Mi sembra significativo, infine, che commemorazione del dr. Usai e dibattito scaturito dal volume realizzato da ADAPT abbiano coinciso con la presentazione, in CGIL, del “Primo Rapporto sulla contrattazione di secondo livello”, un valido strumento conoscitivo utile per ulteriori analisi dello stato dell’arte della contrattazione aziendale e quindi per comprendere e valutare la strada che come sindacalisti (d’azienda e dei lavoratori) dobbiamo ancora percorrere.

Nuove relazioni industriali consentirebbero anche il consolidamento di un nuovo modello sindacale che potrebbe, forse, ulteriormente favorire il recupero di consenso da parte delle Organizzazioni sindacali dei lavoratori (ma analogo discorso credo valga anche per i dirigenti delle Associazioni datoriali).

Le rispettive basi associative devono definitivamente prendere atto che coloro che partecipano alle relazioni industriali, e in particolare alla contrattazione collettiva aziendale, non si limitano a pretendere maggiori (o minori) salari e neanche unicamente a rincorrere i benefici fiscali di volta in volta disponibili.

 

I sindacalisti in azienda sono una sorta di consulenti globali ai quali vengono richieste sempre maggiori competenze oltre a quelle tradizionali. In tal modo, assumendosi un ruolo più impegnativo, questi possono anche contribuire a riallacciare quel rapporto tra la “base” e le organizzazioni stesse che altrimenti rischia di consumarsi.
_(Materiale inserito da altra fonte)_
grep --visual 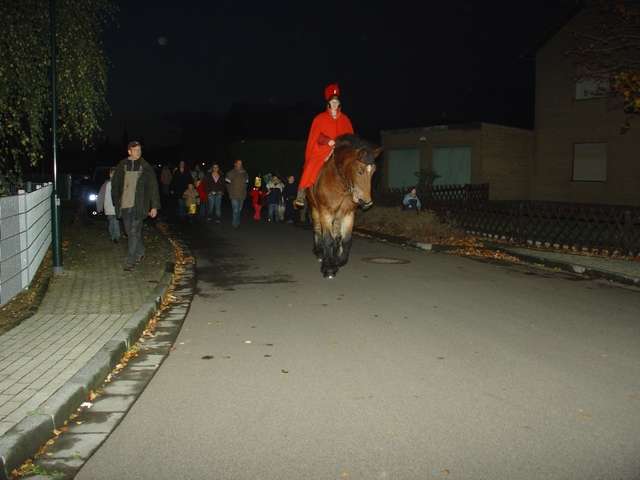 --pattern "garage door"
[387,148,420,188]
[433,147,471,185]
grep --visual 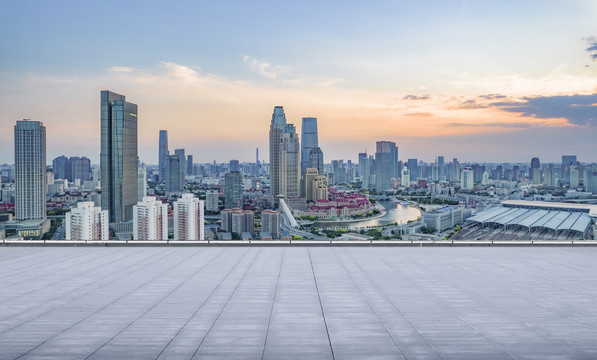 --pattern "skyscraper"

Trattative che abbiano ad oggetto la formazione delle competenze professionali (come per altri versi la diffusione del Welfare aziendale o più in generale l’affermazione del bilateralismo, quale frutto evoluto delle relazioni industriali) sono caratterizzate da un processo che non si esaurisce con la negoziazione e la sottoscrizione di un accordo, ma richiedono una intensa gestione sin dalla fase preparatoria, attraverso una analisi dei fabbisogni che coinvolga il maggior numero possibile di soggetti rappresentati.

Ma questo carattere continuativo è ancor più evidente nella fase applicativa laddove, oltre al confronto periodico tra controparti, spesso occorre assumere congiuntamente e in maniera stabile anche responsabilità amministrative nel perseguimento di un obiettivo unitario.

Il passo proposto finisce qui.